A travel without visual experience © Pak Sheung-chuen
A travel without visual experience started in Malaysia where Pak Sheung-chuen traveled blinded. Having to rely on his other senses to feel and guide himself along the journey, his photos document what he is supposed to have seen. On the gallery stand, the viewer is invited to re-enact the experience by taking pictures of his pictures in a darkened room, hoping to witness the journey later from the camera.
Conceived like a "mise en abyme", the room is a parallel space, a mirror where to watch the past.
© Pak Sheung-chuen
The extraordinary with Pak Sheung-chuen lies in the ordinary of life existence so he'll shop for the words of a supermaket bill, wait for all the people sleep, collect his breath, wait for a potential friend to turn up at a busy train station, as ways to explore randomness in urban environment.
Pak Sheung-chuen inhabits the world in a rather playful manner, using his mind as an ultimate place of freedom.

Making do and getting by © Richard Wentworth
The narratives of Making do and getting by record hypothetic urban gestures, scenarios made out of "nothing", in a state of deambulation, of non-directed action. But also an intuitive sense of timing and spatial direction. As Francis Alÿs puts it : sometimes to make something is really to make nothing; and paradoxically, sometimes to make nothing is to make something.
An Area of Outstanding Unnatural Beauty © Artangel © Richard Wentworth
Playful hazards led Wentworth through his project An Area of Outstanding Unnatural Beauty : it took time to understand what to do as Artangel gave him too much freedom. At the time King Cross' hectic crossroads carried the perfumes of a red light district, the Eurostar tunnel was still being raised and the area was mostly industrial, derelict, not an obvious place for art but a place he was found of.
© Container city @ Trinity Buoy Wharf
After visiting the original Container City at Trinity Buoy wharf, where stacked shipping containers are recycled into living modules, Wentworth thought of using a viewing platform. The idea informed the choice of a site, a General Plumbing Supplies store overlooking King Cross station with ceilings high enough to build a staircase and install a periscope above the roofs.
To use the space seen from the top of the staircase down into the store, Wentworth needed to create a kind of action.
This explains the idea of a ping-pong tournament and tables imprinted with A to Z map, turning the local warehouse into a meeting place, a geographical site for observation.
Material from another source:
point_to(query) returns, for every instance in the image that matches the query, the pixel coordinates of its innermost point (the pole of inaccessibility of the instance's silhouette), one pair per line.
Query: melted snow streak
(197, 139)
The viewers who entered the space didn't always know what to make of it but it gave them a right to their city, a right for leisure and play. Above all, it created a place out of time, need and purpose.
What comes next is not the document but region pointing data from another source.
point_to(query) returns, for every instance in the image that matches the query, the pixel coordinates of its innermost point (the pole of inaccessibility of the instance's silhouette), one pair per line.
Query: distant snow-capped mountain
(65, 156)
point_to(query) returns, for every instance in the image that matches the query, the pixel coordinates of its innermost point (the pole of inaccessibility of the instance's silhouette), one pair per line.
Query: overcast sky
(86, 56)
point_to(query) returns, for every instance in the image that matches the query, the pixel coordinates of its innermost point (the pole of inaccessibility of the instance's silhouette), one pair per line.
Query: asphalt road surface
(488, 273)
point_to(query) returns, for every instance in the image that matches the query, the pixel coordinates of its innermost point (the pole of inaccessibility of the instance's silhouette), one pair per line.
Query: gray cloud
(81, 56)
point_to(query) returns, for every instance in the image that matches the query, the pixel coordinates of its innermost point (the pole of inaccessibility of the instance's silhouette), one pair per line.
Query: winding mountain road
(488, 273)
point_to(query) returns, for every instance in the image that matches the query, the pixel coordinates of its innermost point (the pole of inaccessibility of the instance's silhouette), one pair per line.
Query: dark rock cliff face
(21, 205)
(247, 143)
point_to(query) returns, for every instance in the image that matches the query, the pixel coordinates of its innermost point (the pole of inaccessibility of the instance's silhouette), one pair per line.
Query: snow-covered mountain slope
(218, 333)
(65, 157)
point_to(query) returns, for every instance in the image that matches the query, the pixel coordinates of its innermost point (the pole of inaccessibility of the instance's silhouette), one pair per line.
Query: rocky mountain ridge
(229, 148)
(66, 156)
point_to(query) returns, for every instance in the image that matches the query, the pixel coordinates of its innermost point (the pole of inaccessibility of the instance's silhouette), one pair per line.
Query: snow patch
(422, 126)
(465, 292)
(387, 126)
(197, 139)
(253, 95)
C.R.A.S.H contigency © Lab of ii
In the summer of 2009, during the Two degree festival, a series of art events and installation urgently concerned with climate change and involving the public, the artist Richard Dedomenici landed a fake-aircraft in the courtyard of the Arts Admin studios.
Plane food cafe © Richard Dedomenici
After boarding in the Plane food cafe, passengers were encouraged to quickly eat a blend veggie curry - straight from London City airport -, while gazing at a movie showing pigeons being accidently smashed by aircrafts. Not so tasty but as fast and effective as flying and eating can be.
C.R.A.S.H contigency © Lab of ii
In the evening the Laboratory of insurrectionary imagination invited its viewers to self-conduct a radical happening in the middle of the City.
After voting a set of actions by consensus-making, in the spirit of Reclaim the streets and the Climate Camps, they headed towards Square miles equipped with wheelbarrows and plants donated by local permaculture growers.
In the middle of Spitafield market, an area recently turned into a Business mecca with CCTV 24 hours surveillance, our crew somehow devised to set up a temporary camp with fully functioning kitchen.
When the police finally came, the initial passive aggressive imperative to evacuate turned into a more friendly chit-chat around some freshly brewed elderflower tea, and as they left gifted with individual potted plants, it seems as if even them had joined in the party.
Energy cafe, Gunpowder park 2009 © Pilot Publishing
Later that summer, we also went to build a stage in the wild with Pilot Publishing. Their Energy Cafe was more than a resource on renewable energy and sustainability which transformed Gunpowder Park into a Temporary Autonomous Zone.
The landscape was reclaimed as common space as locals were invited to forage plants from the surrounding wilderness : anyone who joined could cook by the fire and eat under the stars by the sound of music.